Just as there are different levels of consent, others may have different threshholds for consent violation. Violation of consent doesn't even require touch; it can include invading someone's personal space, using certain language with someone, or expecting someone to use certain language or obey certain etiquette. There is a huge spectrum of consent violations, from personal space invasions to rape and assault. Despite the varying degrees of perceived "severity" throughout the spectrum of consent violation, all consent violations are serious matters. If you violate someone's consent accidentally whether out of lack of information or forgetfulness, be sure to make an immediate, genuine apology and recognize what has been done wrong.

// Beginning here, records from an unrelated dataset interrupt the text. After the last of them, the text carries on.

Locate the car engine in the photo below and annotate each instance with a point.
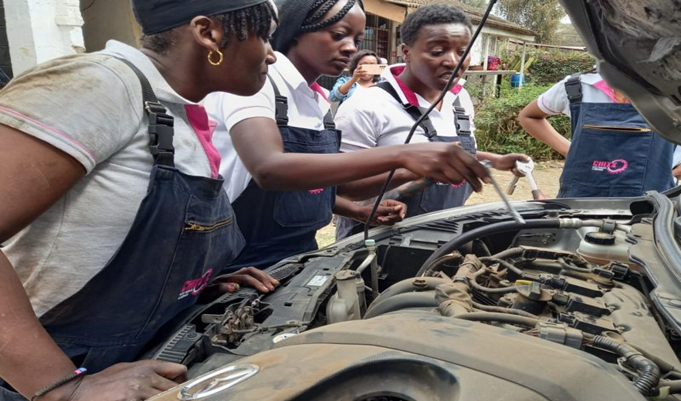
(561, 308)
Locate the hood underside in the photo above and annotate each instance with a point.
(638, 47)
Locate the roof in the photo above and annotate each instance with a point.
(474, 13)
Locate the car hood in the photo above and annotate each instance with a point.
(638, 47)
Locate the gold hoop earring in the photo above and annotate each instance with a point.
(220, 58)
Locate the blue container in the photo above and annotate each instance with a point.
(517, 80)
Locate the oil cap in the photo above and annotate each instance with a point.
(600, 238)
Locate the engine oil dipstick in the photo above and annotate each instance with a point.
(514, 213)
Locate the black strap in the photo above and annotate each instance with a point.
(281, 109)
(414, 111)
(461, 119)
(573, 87)
(161, 123)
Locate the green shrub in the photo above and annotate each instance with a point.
(498, 130)
(550, 67)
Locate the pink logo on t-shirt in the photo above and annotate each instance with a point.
(616, 166)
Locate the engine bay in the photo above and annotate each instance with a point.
(582, 279)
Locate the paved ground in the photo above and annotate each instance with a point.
(546, 174)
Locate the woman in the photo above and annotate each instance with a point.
(283, 139)
(110, 202)
(613, 152)
(435, 37)
(359, 79)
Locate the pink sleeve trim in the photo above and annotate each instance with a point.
(53, 130)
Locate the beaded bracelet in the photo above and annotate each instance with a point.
(63, 380)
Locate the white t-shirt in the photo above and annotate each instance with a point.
(374, 118)
(307, 107)
(90, 107)
(555, 101)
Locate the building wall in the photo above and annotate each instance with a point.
(5, 58)
(109, 19)
(41, 30)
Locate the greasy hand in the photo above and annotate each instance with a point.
(249, 276)
(445, 162)
(388, 213)
(122, 382)
(507, 162)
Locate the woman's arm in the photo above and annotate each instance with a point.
(260, 147)
(535, 122)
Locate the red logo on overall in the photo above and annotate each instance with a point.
(195, 286)
(614, 167)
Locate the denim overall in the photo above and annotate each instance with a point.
(184, 232)
(613, 152)
(434, 197)
(279, 224)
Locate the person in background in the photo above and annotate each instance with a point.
(435, 37)
(280, 146)
(613, 151)
(110, 202)
(358, 79)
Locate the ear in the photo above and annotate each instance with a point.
(405, 52)
(207, 32)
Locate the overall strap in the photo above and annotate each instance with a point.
(281, 104)
(160, 122)
(461, 119)
(573, 87)
(414, 111)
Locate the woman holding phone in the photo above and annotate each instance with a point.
(364, 72)
(280, 147)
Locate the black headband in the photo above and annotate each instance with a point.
(157, 16)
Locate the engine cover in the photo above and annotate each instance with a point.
(416, 356)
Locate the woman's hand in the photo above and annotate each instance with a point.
(232, 282)
(388, 213)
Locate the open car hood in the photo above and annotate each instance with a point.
(638, 47)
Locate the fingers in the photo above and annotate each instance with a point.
(253, 277)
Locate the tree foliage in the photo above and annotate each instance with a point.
(542, 16)
(476, 3)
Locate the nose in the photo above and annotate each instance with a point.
(271, 58)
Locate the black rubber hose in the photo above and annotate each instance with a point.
(406, 286)
(648, 372)
(499, 317)
(403, 301)
(483, 231)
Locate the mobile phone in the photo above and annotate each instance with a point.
(375, 69)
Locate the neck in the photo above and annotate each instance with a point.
(309, 75)
(418, 87)
(179, 74)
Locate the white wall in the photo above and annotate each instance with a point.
(40, 30)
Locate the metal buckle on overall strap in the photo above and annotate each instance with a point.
(160, 133)
(573, 87)
(462, 121)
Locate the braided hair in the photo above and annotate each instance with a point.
(256, 19)
(303, 16)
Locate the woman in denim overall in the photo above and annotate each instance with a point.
(613, 152)
(183, 231)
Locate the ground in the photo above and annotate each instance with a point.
(546, 174)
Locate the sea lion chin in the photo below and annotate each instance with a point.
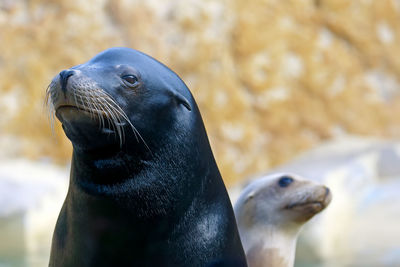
(144, 189)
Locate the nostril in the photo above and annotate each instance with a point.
(64, 75)
(327, 191)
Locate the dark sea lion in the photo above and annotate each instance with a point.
(145, 189)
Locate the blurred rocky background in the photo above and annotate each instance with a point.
(272, 78)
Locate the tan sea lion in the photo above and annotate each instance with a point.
(270, 213)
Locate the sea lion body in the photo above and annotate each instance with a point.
(144, 188)
(270, 213)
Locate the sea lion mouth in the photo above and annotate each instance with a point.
(317, 205)
(311, 204)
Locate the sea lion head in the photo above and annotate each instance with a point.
(281, 201)
(119, 98)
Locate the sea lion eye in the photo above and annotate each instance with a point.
(130, 80)
(285, 181)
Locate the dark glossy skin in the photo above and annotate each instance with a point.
(127, 206)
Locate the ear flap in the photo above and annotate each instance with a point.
(182, 100)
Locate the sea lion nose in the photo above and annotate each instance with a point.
(64, 75)
(327, 191)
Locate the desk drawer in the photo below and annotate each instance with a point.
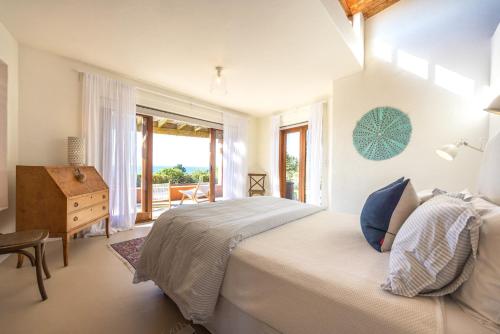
(84, 216)
(78, 203)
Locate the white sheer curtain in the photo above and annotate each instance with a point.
(235, 168)
(109, 127)
(274, 165)
(314, 160)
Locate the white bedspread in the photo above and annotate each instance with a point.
(187, 250)
(319, 275)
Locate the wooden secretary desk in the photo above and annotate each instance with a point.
(53, 199)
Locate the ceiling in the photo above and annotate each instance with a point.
(367, 7)
(276, 53)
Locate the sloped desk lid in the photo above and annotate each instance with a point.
(64, 178)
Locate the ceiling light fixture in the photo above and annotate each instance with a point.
(218, 85)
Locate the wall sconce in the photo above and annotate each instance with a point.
(218, 85)
(449, 152)
(494, 106)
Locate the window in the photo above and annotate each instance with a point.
(293, 163)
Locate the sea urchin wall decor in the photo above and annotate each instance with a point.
(382, 133)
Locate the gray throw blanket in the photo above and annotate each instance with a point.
(187, 250)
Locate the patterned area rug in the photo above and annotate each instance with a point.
(128, 251)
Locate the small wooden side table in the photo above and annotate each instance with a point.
(257, 184)
(17, 242)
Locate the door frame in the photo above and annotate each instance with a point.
(302, 129)
(146, 213)
(147, 170)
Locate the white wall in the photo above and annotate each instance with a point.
(9, 55)
(442, 35)
(495, 79)
(50, 105)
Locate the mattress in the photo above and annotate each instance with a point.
(319, 275)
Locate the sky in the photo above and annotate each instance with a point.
(173, 150)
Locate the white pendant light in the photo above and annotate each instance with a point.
(218, 85)
(494, 106)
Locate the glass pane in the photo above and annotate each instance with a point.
(181, 159)
(218, 164)
(140, 177)
(292, 165)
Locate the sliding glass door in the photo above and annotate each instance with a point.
(144, 125)
(179, 163)
(293, 163)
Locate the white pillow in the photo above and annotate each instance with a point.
(481, 293)
(435, 249)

It is always good to be aware that every person's boundaries deserve equal respect. Best Practices indicate that it is proper etiquette to ask before touching anybody. This also goes for calling people anything other than their given name or pronoun or standing or sitting within a foot or two of a person.

See also CNC.

Consent and Sexual Activity

Sexual consent plays an important role in defining what sexual assault is, since sexual activity without consent by all parties is considered rape. Children below a certain age, the "age of consent", are deemed not to be able to give valid consent as understood in law to sexual acts in most jurisdictions. Within the literature concerning sexual activity and consent there is no consensus on a strict definition of the term consent or how it should be communicated. Consent must be voluntary and not obtained by coercion or threats. Consent can be revoked at any moment. Best Practices indicate to always very explicitly negotiate all forms of interaction in a Scene before it begins, but especially so concerning sexual conduct.